Der Aussiedlerhof Endres heute: Oberhalb der Biogasanlage sind die beiden Stallgebäude von 1985 bis 1990 für über 1000 Mastschweine zu sehen. 
Foto: Privat/Repro Josef Riedmann | Der Aussiedlerhof Endres heute: Oberhalb der Biogasanlage sind die beiden Stallgebäude von 1985 bis 1990 für über 1000 Mastschweine zu sehen. 

Die neu entstandene Talkessellage erleichterte Endres die Erweiterung seines Betriebes. 1985 baute er den ersten voll klimatisierten Schweinestall für 528 Mastschweine. Völlig neu war dabei die Computergesteuerte Fütterung mit Flüssigfutter nach neuesten technischen und wissenschaftlichen Erkenntnissen. Zur Eröffnung kamen interessierte Landwirte mit zwölf Bussen aus ganz Deutschland.

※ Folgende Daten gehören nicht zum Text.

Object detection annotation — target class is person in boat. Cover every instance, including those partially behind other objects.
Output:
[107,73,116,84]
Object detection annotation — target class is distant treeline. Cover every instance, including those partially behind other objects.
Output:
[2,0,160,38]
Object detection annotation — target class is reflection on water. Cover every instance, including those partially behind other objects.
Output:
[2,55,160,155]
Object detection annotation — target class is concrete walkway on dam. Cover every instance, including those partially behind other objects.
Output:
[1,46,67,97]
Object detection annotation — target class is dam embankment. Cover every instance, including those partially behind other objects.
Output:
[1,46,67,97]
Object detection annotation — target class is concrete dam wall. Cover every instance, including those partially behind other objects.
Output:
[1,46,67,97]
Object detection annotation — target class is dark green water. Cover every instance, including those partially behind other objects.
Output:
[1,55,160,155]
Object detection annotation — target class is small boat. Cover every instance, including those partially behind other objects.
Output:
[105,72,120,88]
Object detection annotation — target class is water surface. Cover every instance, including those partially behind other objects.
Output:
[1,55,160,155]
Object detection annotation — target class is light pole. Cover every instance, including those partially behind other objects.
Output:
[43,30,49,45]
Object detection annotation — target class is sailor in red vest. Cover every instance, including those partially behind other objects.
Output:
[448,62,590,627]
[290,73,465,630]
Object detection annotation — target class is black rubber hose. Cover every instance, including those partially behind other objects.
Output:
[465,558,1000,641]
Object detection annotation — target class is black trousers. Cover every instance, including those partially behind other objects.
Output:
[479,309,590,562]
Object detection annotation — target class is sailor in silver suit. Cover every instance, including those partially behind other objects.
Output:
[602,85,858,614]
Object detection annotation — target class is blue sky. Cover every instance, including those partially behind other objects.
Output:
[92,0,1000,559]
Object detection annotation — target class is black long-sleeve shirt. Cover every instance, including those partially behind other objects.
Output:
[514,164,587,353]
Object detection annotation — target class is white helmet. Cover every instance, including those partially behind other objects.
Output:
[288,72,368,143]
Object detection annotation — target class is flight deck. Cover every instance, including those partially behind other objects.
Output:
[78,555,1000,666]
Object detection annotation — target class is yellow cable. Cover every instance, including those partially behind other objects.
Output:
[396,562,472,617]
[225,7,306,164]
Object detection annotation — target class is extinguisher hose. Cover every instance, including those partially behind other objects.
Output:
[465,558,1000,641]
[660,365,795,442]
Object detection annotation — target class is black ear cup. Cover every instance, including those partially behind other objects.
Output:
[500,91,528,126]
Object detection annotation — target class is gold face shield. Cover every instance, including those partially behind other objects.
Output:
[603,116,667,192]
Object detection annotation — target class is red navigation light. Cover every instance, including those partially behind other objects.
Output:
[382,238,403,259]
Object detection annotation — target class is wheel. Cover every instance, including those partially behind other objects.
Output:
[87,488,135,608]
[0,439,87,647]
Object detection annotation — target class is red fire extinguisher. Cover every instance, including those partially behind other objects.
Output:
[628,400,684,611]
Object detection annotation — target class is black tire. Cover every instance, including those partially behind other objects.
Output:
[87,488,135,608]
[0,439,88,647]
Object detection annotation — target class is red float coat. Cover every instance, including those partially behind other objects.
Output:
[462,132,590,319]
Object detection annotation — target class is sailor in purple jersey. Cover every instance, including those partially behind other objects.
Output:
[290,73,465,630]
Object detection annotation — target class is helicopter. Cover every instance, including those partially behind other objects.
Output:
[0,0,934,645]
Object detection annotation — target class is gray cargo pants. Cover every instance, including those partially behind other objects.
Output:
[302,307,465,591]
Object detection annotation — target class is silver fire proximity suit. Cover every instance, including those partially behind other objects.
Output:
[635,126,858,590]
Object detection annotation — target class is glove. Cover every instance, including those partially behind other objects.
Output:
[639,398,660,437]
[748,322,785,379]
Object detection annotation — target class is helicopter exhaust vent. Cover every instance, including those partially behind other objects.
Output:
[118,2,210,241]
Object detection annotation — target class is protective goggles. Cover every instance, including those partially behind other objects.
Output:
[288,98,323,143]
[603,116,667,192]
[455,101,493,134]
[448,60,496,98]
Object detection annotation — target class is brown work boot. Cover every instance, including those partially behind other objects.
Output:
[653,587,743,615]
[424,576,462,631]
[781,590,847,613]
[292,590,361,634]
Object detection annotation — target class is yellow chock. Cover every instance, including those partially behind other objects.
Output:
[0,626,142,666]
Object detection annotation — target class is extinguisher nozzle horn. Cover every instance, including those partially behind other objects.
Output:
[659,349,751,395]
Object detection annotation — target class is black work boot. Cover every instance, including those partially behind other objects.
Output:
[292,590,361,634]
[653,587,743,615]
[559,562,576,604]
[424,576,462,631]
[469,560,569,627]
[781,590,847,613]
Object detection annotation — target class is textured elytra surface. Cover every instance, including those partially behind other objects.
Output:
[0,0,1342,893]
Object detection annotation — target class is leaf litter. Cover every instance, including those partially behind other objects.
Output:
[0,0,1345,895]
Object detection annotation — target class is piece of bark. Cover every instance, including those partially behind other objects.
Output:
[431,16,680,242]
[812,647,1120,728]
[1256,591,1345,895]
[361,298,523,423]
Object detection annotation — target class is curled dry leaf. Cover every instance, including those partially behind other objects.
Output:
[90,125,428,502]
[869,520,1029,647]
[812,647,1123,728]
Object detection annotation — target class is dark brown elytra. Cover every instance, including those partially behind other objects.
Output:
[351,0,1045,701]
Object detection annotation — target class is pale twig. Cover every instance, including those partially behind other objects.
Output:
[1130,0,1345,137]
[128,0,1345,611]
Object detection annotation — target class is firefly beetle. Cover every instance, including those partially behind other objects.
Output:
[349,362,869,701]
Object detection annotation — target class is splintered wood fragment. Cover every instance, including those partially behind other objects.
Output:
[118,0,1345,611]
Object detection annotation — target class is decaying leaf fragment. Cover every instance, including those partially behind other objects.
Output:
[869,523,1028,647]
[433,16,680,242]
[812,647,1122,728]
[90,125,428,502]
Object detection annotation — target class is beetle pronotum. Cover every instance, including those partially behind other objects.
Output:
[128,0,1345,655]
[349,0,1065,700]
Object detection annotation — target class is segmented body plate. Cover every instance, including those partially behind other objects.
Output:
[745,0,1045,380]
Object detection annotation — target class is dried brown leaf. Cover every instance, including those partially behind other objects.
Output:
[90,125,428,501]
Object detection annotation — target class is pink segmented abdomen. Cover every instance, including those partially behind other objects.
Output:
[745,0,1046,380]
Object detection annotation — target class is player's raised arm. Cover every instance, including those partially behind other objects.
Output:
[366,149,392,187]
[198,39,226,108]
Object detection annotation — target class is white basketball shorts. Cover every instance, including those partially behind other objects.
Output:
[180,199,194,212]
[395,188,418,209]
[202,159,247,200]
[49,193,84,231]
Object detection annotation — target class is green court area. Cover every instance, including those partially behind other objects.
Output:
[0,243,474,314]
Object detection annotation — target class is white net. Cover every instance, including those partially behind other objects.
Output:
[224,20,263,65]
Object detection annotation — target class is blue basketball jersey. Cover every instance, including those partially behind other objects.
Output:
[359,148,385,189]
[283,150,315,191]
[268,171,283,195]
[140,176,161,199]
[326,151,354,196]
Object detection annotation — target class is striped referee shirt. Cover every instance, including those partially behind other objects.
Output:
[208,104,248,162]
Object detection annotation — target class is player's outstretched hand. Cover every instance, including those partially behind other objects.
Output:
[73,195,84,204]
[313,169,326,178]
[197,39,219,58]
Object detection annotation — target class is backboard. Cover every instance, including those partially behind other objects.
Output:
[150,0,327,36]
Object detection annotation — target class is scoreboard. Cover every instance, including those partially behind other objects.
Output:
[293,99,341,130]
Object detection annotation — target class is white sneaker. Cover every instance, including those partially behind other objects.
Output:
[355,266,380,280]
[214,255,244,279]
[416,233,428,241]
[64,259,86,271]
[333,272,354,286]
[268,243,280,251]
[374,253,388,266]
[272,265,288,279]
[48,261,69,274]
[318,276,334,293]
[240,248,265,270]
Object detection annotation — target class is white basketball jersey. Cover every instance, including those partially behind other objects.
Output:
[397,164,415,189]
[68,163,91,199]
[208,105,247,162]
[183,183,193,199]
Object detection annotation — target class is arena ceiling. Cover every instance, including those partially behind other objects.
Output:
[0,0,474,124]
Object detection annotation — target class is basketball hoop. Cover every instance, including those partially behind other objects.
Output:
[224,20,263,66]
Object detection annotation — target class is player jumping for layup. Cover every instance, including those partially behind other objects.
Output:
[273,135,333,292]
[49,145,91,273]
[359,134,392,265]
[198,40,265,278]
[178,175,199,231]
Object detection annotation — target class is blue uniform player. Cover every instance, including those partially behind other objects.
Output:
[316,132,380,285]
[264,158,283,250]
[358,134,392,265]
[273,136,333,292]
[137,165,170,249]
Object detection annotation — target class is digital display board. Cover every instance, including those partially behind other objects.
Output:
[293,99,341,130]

Oft Vorreiter bei Innovationen

"Bei vielen Innovationen war ich der Erste, der es gemacht hat", sagt Endres zu seinen mutigen, risikobereiten Entscheidungen und Investitionen. Oft sei ihm der baldige Bankrott prophezeit worden. 1989/90 baute er den zweiten Schweinemaststall mit über 500 Stellplätzen. Weniger zur Gewinnoptimierung als vielmehr zur Geruchsreduzierung ließ der Landwirt als einer der Ersten die Güllegruben einhausen für den Betrieb einer Biogasanlage. Die Stalldächer sind seit 2003 mit Solarpanelen bestückt.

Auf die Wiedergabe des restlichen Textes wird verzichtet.